学生の時に頑張ってアルバイトをして買った、上等の白い革製の肩掛けの鞄に、財布とスマートフォン、それに通帳と保険証、あとは数の足りないトランプを詰めて狭い家に別れを告げた。
鍵はかけないでおいた。死体で見つかった時に自宅を捜索されるかもしれない。だから『どうぞ見てください』と言わんばかりに、入口の床に鍵を寝かせた。
「さようなら」
口角だけを最高に引き上げ、心の中で扉の向こうに挨拶し、錆びついた鉄製の階段を下りた。

まずは銀行。
明日払う予定だった家賃代と、無に近い預金、合わせて数万円。
返ってきた通帳に記載されていた数字は0。
久々に財布が潤った。
今日一日、この財布が痛いと叫び、枯れるまで自由だ。
 生きるための『紙切れ』は、最後の最後に『自由券』へと変身を遂げた。

 朝食は手軽に済ませる。銀行の向かいにあったコンビニで、パンとお茶を買った。
 陳列台におとなしく座っている、物珍しいパン。まだ先だというのに、ハロウィン限定と札を張られた、カラフルなものだった。

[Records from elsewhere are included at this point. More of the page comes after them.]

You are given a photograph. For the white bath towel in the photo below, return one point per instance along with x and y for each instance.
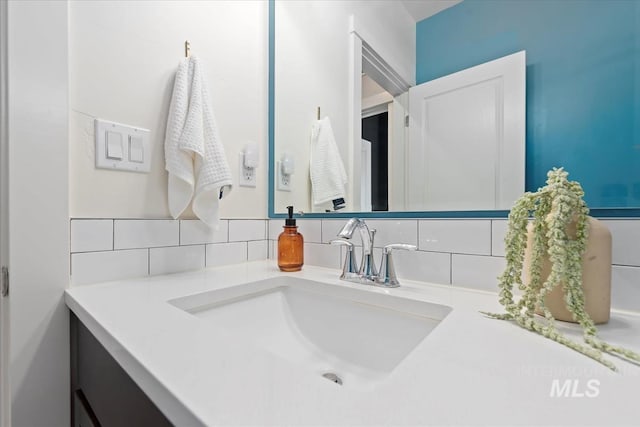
(328, 176)
(194, 155)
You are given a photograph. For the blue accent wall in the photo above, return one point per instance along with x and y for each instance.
(583, 82)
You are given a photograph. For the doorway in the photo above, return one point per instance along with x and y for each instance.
(375, 130)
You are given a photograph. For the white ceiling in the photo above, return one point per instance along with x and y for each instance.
(421, 9)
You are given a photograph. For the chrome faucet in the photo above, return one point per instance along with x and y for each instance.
(367, 272)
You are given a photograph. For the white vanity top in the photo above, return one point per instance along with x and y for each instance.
(471, 370)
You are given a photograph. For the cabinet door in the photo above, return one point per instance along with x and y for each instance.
(467, 138)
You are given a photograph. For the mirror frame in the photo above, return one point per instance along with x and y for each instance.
(595, 212)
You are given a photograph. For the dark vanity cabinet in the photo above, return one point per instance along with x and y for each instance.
(102, 392)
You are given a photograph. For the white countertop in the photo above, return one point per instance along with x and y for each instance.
(471, 370)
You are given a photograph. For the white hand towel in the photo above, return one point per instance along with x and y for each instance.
(194, 154)
(328, 176)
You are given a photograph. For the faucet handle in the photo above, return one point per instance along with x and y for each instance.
(350, 267)
(387, 275)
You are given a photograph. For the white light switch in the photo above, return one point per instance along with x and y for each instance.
(136, 150)
(114, 145)
(122, 147)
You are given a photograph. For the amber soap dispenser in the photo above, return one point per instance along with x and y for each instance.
(290, 245)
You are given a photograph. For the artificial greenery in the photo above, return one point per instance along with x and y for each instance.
(553, 207)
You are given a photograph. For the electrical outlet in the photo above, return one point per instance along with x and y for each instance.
(283, 182)
(247, 175)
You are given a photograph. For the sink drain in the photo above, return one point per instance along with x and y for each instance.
(333, 377)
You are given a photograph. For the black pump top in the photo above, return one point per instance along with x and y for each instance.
(290, 222)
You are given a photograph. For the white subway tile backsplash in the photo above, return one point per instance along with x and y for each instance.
(393, 231)
(92, 267)
(625, 235)
(274, 228)
(456, 236)
(498, 233)
(311, 230)
(176, 258)
(257, 250)
(247, 229)
(273, 249)
(226, 253)
(321, 255)
(89, 235)
(141, 233)
(477, 272)
(625, 288)
(331, 228)
(195, 232)
(453, 251)
(431, 267)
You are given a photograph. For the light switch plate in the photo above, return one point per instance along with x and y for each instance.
(247, 175)
(134, 145)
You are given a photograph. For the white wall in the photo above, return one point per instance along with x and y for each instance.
(123, 57)
(38, 212)
(312, 70)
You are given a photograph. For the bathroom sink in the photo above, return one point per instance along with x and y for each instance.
(350, 336)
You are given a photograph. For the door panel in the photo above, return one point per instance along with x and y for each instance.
(5, 391)
(463, 154)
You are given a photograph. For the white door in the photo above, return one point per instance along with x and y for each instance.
(5, 401)
(467, 138)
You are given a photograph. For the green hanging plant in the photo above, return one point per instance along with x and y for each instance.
(553, 207)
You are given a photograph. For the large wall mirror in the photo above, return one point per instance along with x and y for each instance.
(351, 75)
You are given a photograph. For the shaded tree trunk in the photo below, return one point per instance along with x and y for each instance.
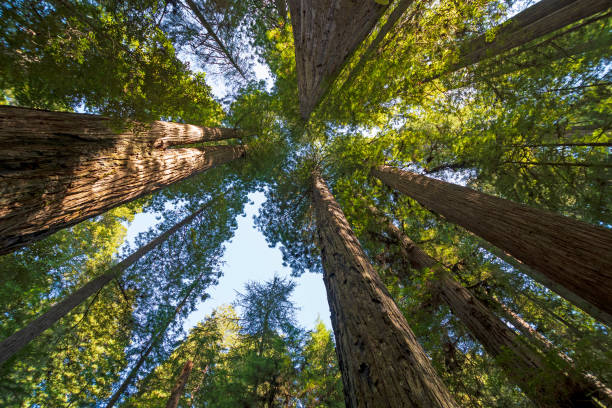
(523, 366)
(179, 387)
(572, 253)
(211, 31)
(325, 35)
(21, 338)
(152, 344)
(602, 393)
(58, 169)
(544, 17)
(560, 290)
(395, 15)
(379, 357)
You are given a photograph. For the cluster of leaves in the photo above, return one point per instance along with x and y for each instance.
(257, 358)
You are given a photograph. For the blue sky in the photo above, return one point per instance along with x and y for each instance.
(249, 258)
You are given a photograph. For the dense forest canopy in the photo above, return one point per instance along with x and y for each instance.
(443, 165)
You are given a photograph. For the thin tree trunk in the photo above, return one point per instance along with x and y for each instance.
(541, 19)
(154, 341)
(560, 290)
(209, 28)
(604, 144)
(395, 15)
(179, 387)
(23, 337)
(379, 357)
(572, 253)
(522, 365)
(58, 169)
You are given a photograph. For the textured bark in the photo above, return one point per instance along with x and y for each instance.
(541, 19)
(395, 15)
(560, 290)
(520, 363)
(179, 387)
(574, 254)
(58, 169)
(21, 338)
(325, 35)
(381, 362)
(601, 391)
(154, 341)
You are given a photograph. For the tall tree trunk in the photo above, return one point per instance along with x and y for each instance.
(211, 31)
(520, 363)
(572, 253)
(154, 341)
(325, 35)
(58, 169)
(23, 337)
(379, 357)
(560, 290)
(179, 387)
(541, 19)
(602, 393)
(395, 15)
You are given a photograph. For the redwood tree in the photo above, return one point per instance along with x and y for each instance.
(20, 339)
(572, 253)
(58, 169)
(381, 362)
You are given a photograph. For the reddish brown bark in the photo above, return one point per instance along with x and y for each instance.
(545, 385)
(23, 337)
(58, 169)
(572, 253)
(395, 15)
(179, 387)
(541, 19)
(325, 35)
(381, 362)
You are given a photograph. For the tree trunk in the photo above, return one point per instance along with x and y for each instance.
(209, 28)
(543, 384)
(572, 253)
(541, 19)
(379, 357)
(558, 164)
(395, 15)
(23, 337)
(602, 393)
(154, 341)
(58, 169)
(179, 387)
(325, 35)
(560, 290)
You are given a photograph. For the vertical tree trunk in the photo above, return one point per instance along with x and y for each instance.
(381, 362)
(571, 297)
(21, 338)
(179, 387)
(572, 253)
(395, 15)
(58, 169)
(523, 366)
(325, 35)
(544, 17)
(154, 341)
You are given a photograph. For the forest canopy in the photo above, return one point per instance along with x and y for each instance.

 ただの興味本位だった。私には来ないハロウィンを、一足先に味わえる。ほかに比べて少しだけ値段の高いそれは、それだけ価値があるように思えた。贅沢だ。私は幸せだ。
 レジにそれらを持っていく。
「最近はイベントに合った商品の出が早いですね」
 とんでもなく笑顔で言った気がする。もっとも、営業スマイルに近いが。
 客の少ない時間帯のため会話をすることが少ないのか、店員は目を見開いて、「あぁ」と声を漏らす。
「そうなんですよ。まあ、こちらの商品は昨日から発売されたんですがね」
「そうでしたか。いやあ、私今日死ぬので、迎えることのないハロウィン気分が味わえて嬉しいです」
 表情は点だった。一間を置き、聞き間違いだと思ったのか、息のような苦笑いをして商品の入った袋を渡してきた。
 そして典型的なセリフを吐いて会話が終わる。
「ありがとうございました。またお越しくださいませ」
『また』なんて私には来ないよ。
 私は終始笑顔だった。
 店を出て、すぐそばのベンチに座り、袋の中身を口に運んだ。
「まっず」
 イベントの先取りができるのは見た目だけだった。それとも、単に私の口に合わなかったのか、舌の機能が終了したのか。
 ペットボトルのお茶で、口内に張り付いた汚い味を流し込む。
 ハロウィンなんて、この先生きる人たちで勝手にやってくれ。私はもう死ぬんだから。
 ゴミ箱に、空になったものたちを投げ捨てる。そして、トランプケースから取り出したハートの3も、一緒に捨てた。
「見て見ぬふり」
 私の下した最初の評価だった。